DepEd Secretary Bro. Armin Luistro of the De La Salle chain of universities summed it up short and simple: our Asian neighbors and the rest of the world have instituted a 12-year basic education to make their young population globally competitive. Poor Philippines should do the same.
I spent a total of 11 years to complete my kindergarten, primary and secondary education. Even without the law that mandates a 12-year education cycle, most Filipinos of my age took preparatory schools (nursery and kindergarten) prior to entering the formal education system. In a sense, most of the younger urban generation today have completed more than the mandated 10-year cycle. So what gives?
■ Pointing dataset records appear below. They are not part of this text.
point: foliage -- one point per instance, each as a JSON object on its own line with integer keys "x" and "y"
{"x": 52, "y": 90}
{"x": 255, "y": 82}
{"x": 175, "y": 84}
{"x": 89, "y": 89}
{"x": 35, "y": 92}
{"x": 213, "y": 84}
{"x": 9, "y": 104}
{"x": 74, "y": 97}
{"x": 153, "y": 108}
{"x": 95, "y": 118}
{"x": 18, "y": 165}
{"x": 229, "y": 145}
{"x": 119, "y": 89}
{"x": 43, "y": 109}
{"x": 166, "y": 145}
Can the DepEd just formally recognize preparatory school instead of adding a 7th grade and a 5th year?
Modesty aside, I don’t feel inadequate having gone through the 10-year education cycle. If competitiveness is DepEd’s primary objective for adding years in our basic education cycle, then they should be clear: competitiveness in what? The rest of the world have been enjoying our low pay, high quality workforce. Many overqualified Filipinos have been exported everywhere to perform jobs that are way under their competencies. So why reinvent the wheel?
My take is that Filipinos are in fact overschooled, but hardly educated. We spend so much time memorizing facts and figures. We focus on perfecting exams, getting high scores, and finishing school with honors…or at least on time. Our education system creates a schooled population but not an educated one. Schools are used as factories to produce unthinking automatons, not humans. Yes, even Catholic schools that espouses total human development cannot accept critical thinking, freedom of expression and self-paced learning as virtues of their brand of education. It is not a surprise then to find people who have PhDs attached to their names but are incapable of creating original thought, or forming an intelligent opinion moreso express a divergent view. They are not bookish; they are boxed.
Another reason for expanding the basic education cycle, DedEd says is for those who can’t afford a college education become easily employable. But in an economy with high unemployment and underemployment rates, where even college graduates cannot find a decent work that is commensurate to their college diplomas, do we expect employers to prefer an undergraduate over a degree holder? I don’t think so.
The 12-year basic education cycle may be the answer to a wrong problem and for a different time. Now is not the time to prolong the agony of poor parents to send their children to school. Twelve years in school does not guarantee better education. It might just mean longer years spent by hungry students in crowded classrooms with overworked, poorly trained and underpaid teachers using error-ridden textbooks and outdated curricula.